QUELLA VOCE CALDA, ROBUSTA E DECISA DI PAOLO FERRARI

DI GIOVANNI BOGANI

Quella voce. Calda, robusta, decisa. Sembrava portarti in un luogo sicuro. La voce di Paolo Ferrari. Attore di teatro, di cinema, di televisione scomparso ieri, alla soglia dei novant’anni, nella campagna romana dove aveva scelto di vivere. Una voce come il motore di una Mercedes: bassa, potente, affidabile.È stata, per noi, la voce di Humphrey Bogart che, nel finale memorabile di “Casablanca”, lascia andare Ingrid Bergman nella nebbia, via per sempre dal suo amore. È stata la voce dello studente di Legge travolto da un insolito destino nell’assurdo mare di niente di un Ferragosto romano, studente che aveva il volto di Jean-Louis Trintignant nel “Sorpasso” di Dino Risi. È stata la voce. E questa volta anche il volto, di Archie Goodwin, l’aiutante tutto humour e precisione di un monumentale Tino Buazzelli in “Nero Wolfe”, serie tv epocale della fine degli anni ’60.

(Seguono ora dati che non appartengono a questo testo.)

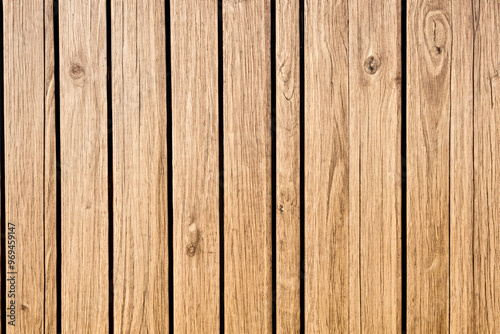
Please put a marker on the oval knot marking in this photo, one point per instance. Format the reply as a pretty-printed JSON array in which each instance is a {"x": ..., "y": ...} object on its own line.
[
  {"x": 76, "y": 71},
  {"x": 372, "y": 64}
]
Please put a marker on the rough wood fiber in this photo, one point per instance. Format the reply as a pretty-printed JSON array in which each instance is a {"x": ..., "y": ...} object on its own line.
[
  {"x": 375, "y": 107},
  {"x": 326, "y": 167},
  {"x": 247, "y": 166},
  {"x": 84, "y": 167},
  {"x": 461, "y": 170},
  {"x": 428, "y": 141},
  {"x": 195, "y": 128},
  {"x": 50, "y": 175},
  {"x": 486, "y": 166},
  {"x": 139, "y": 167},
  {"x": 23, "y": 27},
  {"x": 287, "y": 166}
]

E poi, è stato anche la voce di una domanda che ha assillato l’immaginario di tutti i bambini degli anni ’70 all’ora di Carosello: “Scambierebbe il suo fustino di Dash con questi due fustini che le offro?”. Le eroiche massaie di quello spot in bianco e nero rispondevano, impavide, di no. E lui commentava con una voce che era una sentenza: “Visto? Dash lava così bianco che più bianco non si può”.

Era tutto finto, lo sapevamo. Ma ci piaceva farci raccontare ogni sera la stessa favola. E ci credevamo perché era lui a raccontarla. I suoi capelli brizzolati, il suo naso, la sua voce, sembravano la misura di tutte le cose.